Destaque (Informativo nº 803 do STJ)

"A repetição em dobro, prevista no parágrafo único do art. 42 do CDC, é cabível quando a cobrança indevida consubstanciar conduta contrária à boa-fé objetiva, ou seja, deve ocorrer independentemente da natureza do elemento volitivo."


Ementa

CONSUMIDOR E PROCESSUAL CIVIL. SERVIÇOS BANCÁRIOS. COBRANÇA INDEVIDA. CULPA DA CONCESSIONÁRIA. DEVOLUÇÃO EM DOBRO. ART. 42, PARÁGRAFO ÚNICO, DO CDC. PRESSUPOSTO. MÁ-FÉ. PRESCINDIBILIDADE. DEFINIÇÃO DO TEMA PELA CORTE ESPECIAL DO STJ (EARESP 600.663/RS, DJE DE 30.3.2021). MODULAÇÃO DOS EFEITOS. PREVISÃO DE QUE OS RETROMENCIONADOS EARESP SÓ PRODUZIRIAM EFEITOS AOS INDÉBITOS POSTERIORES À DATA DE PUBLICAÇÃO DE SEU ACÓRDÃO. SOLUÇÃO EXCEPCIONAL NO CASO CONCRETO. INDÉBITO E ACÓRDÃO EMBARGADO ANTERIORES À PUBLICAÇÃO DO ACÓRDÃO DOS EARESP 600.663/RS.

HISTÓRICO DA DEMANDA

1. Nos presentes Embargos, discute-se a prescindibilidade ou não de se aferir a má-fé como condição essencial para se exigir a restituição em dobro de quantia cobrada indevidamente, nos termos do art. 42, parágrafo único, do Código de Defesa do Consumidor.

DISCIPLINA DO CÓDIGO DE DEFESA DO CONSUMIDOR

2. Consoante o art. 42, parágrafo único, do CDC, na relação de consumo, o pagamento de cobrança indevida, a restituição do indébito dar-se-á em dobro, salvo se o fornecedor provar, no caso concreto, o engano justificável. A norma analisada não exige culpa, dolo ou má-fé do fornecedor quando este cobra - e recebe - valor indevido do consumidor. Ao fornecedor, a imputação que se lhe faz a lei é objetiva, independentemente de culpa ou dolo.
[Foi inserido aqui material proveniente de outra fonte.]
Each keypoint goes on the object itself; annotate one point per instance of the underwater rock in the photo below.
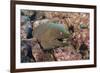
(66, 54)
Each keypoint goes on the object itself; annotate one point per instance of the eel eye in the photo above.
(60, 39)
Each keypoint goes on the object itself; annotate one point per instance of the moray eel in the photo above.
(51, 35)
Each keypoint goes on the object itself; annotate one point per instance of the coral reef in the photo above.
(54, 36)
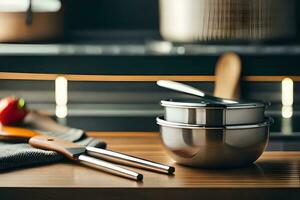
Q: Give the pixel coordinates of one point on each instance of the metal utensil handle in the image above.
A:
(109, 167)
(180, 87)
(129, 160)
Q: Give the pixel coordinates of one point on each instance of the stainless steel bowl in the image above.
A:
(202, 113)
(220, 147)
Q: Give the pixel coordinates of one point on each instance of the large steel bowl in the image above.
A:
(191, 111)
(220, 147)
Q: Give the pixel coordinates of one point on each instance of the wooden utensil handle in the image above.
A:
(68, 149)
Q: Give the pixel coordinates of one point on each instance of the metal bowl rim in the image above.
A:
(177, 104)
(160, 121)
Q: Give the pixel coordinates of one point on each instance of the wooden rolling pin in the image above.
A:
(228, 73)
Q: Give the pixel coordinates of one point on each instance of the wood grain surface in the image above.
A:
(275, 175)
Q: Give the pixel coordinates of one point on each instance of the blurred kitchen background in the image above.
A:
(93, 64)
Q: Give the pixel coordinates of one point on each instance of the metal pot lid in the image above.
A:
(23, 5)
(160, 121)
(196, 103)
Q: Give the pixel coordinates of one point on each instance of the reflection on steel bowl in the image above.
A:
(219, 147)
(199, 112)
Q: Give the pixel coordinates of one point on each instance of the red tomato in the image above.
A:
(12, 110)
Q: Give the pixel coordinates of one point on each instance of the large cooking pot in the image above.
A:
(30, 20)
(215, 20)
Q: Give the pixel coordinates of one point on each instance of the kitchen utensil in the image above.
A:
(85, 155)
(227, 73)
(214, 147)
(27, 21)
(180, 87)
(215, 20)
(191, 111)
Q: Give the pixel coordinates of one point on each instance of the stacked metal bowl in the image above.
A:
(211, 132)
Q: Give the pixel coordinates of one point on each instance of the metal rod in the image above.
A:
(109, 167)
(129, 160)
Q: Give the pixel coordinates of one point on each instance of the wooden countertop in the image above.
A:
(274, 175)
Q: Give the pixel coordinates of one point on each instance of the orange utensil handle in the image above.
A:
(68, 149)
(10, 133)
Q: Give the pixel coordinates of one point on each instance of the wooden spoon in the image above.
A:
(228, 73)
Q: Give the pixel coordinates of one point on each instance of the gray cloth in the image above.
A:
(16, 155)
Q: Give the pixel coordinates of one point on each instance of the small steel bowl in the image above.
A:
(208, 114)
(220, 147)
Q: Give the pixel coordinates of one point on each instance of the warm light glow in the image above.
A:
(287, 112)
(287, 97)
(61, 91)
(61, 111)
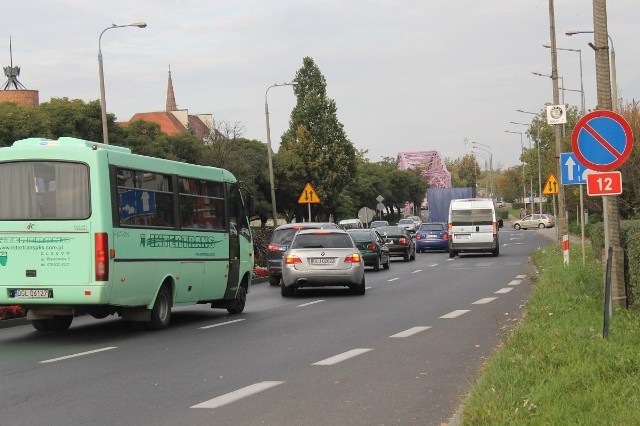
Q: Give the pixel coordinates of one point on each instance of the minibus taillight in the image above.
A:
(102, 256)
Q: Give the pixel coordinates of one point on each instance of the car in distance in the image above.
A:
(321, 258)
(399, 242)
(280, 240)
(372, 247)
(408, 224)
(378, 223)
(539, 221)
(432, 236)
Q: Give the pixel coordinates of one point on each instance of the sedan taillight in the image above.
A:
(353, 258)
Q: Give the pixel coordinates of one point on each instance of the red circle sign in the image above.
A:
(602, 140)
 DEFINIÇÃO PELA DA CORTE ESPECIAL DO STJ

3. A Corte Especial do STJ definiu a questão, em data posterior à prolação do acórdão embargado, no julgamento dos EAREsp 600.663/RS (Rel. Ministra Maria Thereza de Assis Moura, Rel. para acórdão Ministro Herman Benjamin, Corte Especial, DJe de 30.3.2021.).
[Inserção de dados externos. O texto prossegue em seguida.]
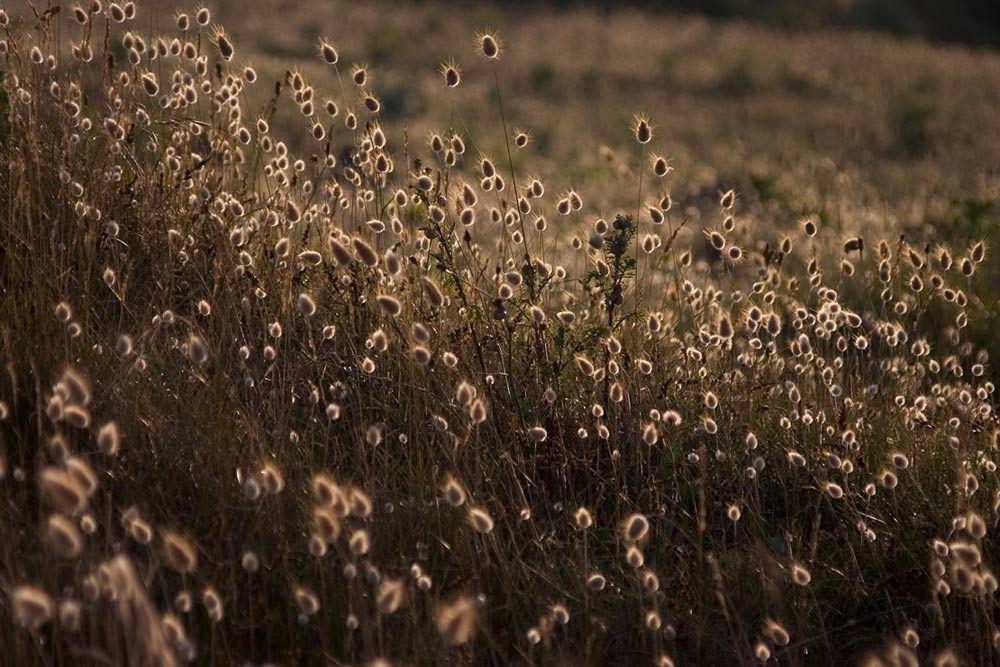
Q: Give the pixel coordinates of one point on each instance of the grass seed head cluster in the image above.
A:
(369, 399)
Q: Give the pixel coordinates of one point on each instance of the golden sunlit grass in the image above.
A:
(359, 398)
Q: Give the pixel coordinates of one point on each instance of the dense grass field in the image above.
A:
(391, 334)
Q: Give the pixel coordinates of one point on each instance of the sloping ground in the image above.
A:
(864, 131)
(860, 127)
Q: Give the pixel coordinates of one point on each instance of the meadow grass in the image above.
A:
(272, 401)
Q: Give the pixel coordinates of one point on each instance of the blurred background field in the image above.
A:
(868, 115)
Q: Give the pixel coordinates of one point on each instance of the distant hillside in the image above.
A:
(974, 22)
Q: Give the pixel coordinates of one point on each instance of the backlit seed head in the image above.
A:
(642, 129)
(328, 52)
(32, 607)
(456, 621)
(250, 562)
(390, 596)
(480, 520)
(488, 45)
(800, 575)
(306, 600)
(538, 433)
(451, 72)
(635, 527)
(306, 305)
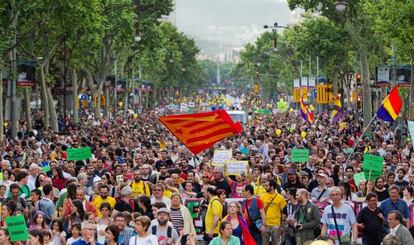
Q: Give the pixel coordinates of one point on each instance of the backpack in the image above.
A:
(169, 231)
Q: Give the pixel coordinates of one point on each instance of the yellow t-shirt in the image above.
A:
(97, 201)
(139, 188)
(214, 208)
(275, 206)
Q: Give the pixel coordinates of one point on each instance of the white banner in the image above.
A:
(236, 167)
(220, 157)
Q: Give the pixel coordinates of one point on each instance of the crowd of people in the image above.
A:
(135, 187)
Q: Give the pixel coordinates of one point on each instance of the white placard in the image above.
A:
(101, 227)
(236, 167)
(312, 82)
(304, 82)
(220, 157)
(296, 83)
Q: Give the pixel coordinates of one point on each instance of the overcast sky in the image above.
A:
(231, 21)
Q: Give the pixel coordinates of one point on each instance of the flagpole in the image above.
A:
(359, 139)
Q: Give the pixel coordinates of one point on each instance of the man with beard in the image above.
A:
(273, 204)
(380, 189)
(292, 181)
(165, 234)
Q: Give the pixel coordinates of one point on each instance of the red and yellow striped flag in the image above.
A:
(200, 131)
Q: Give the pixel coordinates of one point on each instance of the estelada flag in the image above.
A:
(391, 106)
(199, 131)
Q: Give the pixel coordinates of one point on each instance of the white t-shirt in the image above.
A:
(149, 240)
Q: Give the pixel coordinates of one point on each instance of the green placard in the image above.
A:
(16, 225)
(372, 162)
(300, 155)
(78, 154)
(358, 178)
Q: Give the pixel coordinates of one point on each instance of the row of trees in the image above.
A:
(346, 43)
(76, 40)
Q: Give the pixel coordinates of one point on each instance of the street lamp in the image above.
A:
(340, 6)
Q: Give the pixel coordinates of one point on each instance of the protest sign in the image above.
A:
(300, 155)
(358, 178)
(78, 154)
(236, 167)
(16, 225)
(411, 128)
(220, 157)
(193, 205)
(372, 163)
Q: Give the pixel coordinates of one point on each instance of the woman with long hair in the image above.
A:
(225, 237)
(38, 221)
(58, 180)
(58, 233)
(36, 237)
(77, 214)
(239, 224)
(111, 235)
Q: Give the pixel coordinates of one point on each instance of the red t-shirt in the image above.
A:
(244, 210)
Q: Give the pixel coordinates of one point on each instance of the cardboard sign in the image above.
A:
(16, 225)
(236, 167)
(358, 178)
(220, 157)
(372, 163)
(193, 205)
(300, 155)
(78, 154)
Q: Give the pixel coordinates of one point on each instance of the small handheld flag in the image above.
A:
(391, 106)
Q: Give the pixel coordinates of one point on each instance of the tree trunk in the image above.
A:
(75, 99)
(1, 104)
(412, 87)
(45, 102)
(52, 110)
(27, 106)
(367, 101)
(107, 102)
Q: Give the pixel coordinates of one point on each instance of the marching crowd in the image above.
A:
(135, 187)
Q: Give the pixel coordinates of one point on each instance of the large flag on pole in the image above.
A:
(337, 111)
(391, 106)
(305, 112)
(200, 131)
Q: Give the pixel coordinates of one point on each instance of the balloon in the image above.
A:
(303, 134)
(278, 132)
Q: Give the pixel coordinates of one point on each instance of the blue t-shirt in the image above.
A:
(345, 218)
(387, 206)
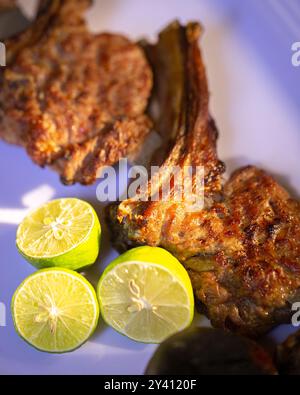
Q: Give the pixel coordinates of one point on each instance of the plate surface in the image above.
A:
(255, 98)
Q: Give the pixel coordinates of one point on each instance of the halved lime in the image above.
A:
(62, 233)
(55, 310)
(147, 295)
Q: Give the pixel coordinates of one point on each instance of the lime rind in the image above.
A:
(148, 257)
(82, 254)
(93, 302)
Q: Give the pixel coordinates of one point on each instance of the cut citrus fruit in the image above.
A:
(62, 233)
(146, 294)
(55, 310)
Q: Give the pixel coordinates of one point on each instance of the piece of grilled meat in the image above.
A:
(288, 356)
(207, 352)
(242, 250)
(68, 94)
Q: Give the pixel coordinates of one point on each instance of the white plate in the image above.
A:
(255, 98)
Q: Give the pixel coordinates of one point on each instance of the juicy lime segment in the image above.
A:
(63, 232)
(55, 310)
(146, 295)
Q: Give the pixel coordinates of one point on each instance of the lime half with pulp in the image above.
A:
(147, 295)
(61, 233)
(55, 310)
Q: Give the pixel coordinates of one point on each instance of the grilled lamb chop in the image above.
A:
(242, 250)
(66, 91)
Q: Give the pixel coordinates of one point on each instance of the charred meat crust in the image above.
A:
(242, 250)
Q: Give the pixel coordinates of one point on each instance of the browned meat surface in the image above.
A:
(242, 250)
(82, 162)
(288, 356)
(64, 86)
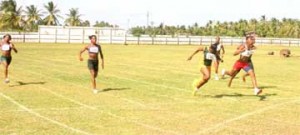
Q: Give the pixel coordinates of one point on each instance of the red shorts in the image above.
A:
(241, 65)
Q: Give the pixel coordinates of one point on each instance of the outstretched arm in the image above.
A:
(198, 50)
(80, 53)
(240, 49)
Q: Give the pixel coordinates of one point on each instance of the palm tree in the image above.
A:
(86, 23)
(10, 17)
(73, 17)
(52, 11)
(33, 17)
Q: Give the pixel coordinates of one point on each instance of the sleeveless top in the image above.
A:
(208, 57)
(247, 53)
(94, 49)
(5, 47)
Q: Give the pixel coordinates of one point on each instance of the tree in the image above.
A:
(11, 18)
(73, 17)
(102, 24)
(53, 14)
(85, 23)
(33, 17)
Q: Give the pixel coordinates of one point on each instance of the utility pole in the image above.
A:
(148, 18)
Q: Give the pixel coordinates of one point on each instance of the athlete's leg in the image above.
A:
(233, 73)
(206, 76)
(216, 66)
(93, 78)
(5, 65)
(254, 81)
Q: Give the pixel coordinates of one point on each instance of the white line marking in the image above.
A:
(43, 117)
(124, 118)
(221, 125)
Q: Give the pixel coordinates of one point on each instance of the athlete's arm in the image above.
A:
(240, 49)
(101, 56)
(223, 50)
(198, 50)
(14, 48)
(80, 53)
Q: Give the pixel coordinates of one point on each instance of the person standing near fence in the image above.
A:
(6, 47)
(219, 56)
(245, 51)
(93, 62)
(205, 69)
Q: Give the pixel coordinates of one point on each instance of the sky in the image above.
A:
(130, 13)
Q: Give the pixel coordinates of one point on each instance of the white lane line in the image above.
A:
(123, 118)
(43, 117)
(66, 98)
(221, 125)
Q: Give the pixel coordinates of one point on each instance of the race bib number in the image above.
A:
(219, 47)
(94, 49)
(5, 47)
(247, 53)
(210, 56)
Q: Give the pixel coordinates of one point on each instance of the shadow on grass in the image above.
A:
(261, 97)
(20, 83)
(114, 89)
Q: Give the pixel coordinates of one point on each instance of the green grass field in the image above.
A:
(147, 91)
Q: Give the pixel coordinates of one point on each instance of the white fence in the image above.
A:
(61, 34)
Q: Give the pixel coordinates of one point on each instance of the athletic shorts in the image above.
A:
(6, 59)
(246, 66)
(93, 65)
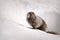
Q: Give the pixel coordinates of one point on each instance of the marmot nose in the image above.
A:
(28, 16)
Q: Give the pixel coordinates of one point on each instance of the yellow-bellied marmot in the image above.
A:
(37, 22)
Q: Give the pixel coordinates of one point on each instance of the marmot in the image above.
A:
(37, 22)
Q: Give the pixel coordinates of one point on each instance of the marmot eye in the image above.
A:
(28, 15)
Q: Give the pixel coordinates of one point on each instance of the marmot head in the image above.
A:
(31, 16)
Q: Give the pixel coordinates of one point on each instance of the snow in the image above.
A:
(13, 24)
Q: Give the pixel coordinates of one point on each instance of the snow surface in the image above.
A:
(13, 24)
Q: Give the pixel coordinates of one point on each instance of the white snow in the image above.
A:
(13, 24)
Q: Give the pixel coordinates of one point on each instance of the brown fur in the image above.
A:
(33, 19)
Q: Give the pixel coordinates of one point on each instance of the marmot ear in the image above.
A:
(28, 15)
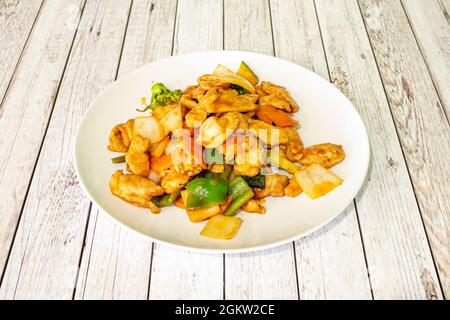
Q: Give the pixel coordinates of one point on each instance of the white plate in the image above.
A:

Assentou a tese: "A repetição em dobro, prevista no parágrafo único do art. 42 do CDC, é cabível quando a cobrança indevida consubstanciar conduta contrária à boa-fé objetiva, ou seja, deve ocorrer independentemente da natureza do elemento volitivo. 

modulação dos efeitos".

MODULAÇÃO DOS EFEITOS

4. A regra geral é a devolução, na forma dobrada, dos valores debitados. Contudo, no caso concreto, há um detalhe, em especial, que o exime da aplicação do entendimento prevalecente no STJ. É o fato de os anteditos EAREsp 600.663/RS terem trazido critério de modulação de efeitos na aplicação de sua tese. Consoante os itens 24 a 27 da sua ementa, ficou estabelecido que, não obstante a regra geral, "o entendimento aqui fixado seja aplicado aos indébitos de natureza contratual não pública cobrados após a data da publicação deste acórdão".

5. Ora, a data dos indébitos (a partir de 03.2014), ou mesmo a publicação do acórdão ora embargado (17.12.2019), são anteriores ao julgamento e publicação do acórdão dos EAREsp 600.663/RS, da Corte Especial do STJ (DJe de 30.3.2021).

6. Portanto, excepcionalmente, a solução do caso concreto contará com comando distinto do atual posicionamento vigente no STJ, por atender ao critério de modulação previsto nos EAREsp 600.663/RS.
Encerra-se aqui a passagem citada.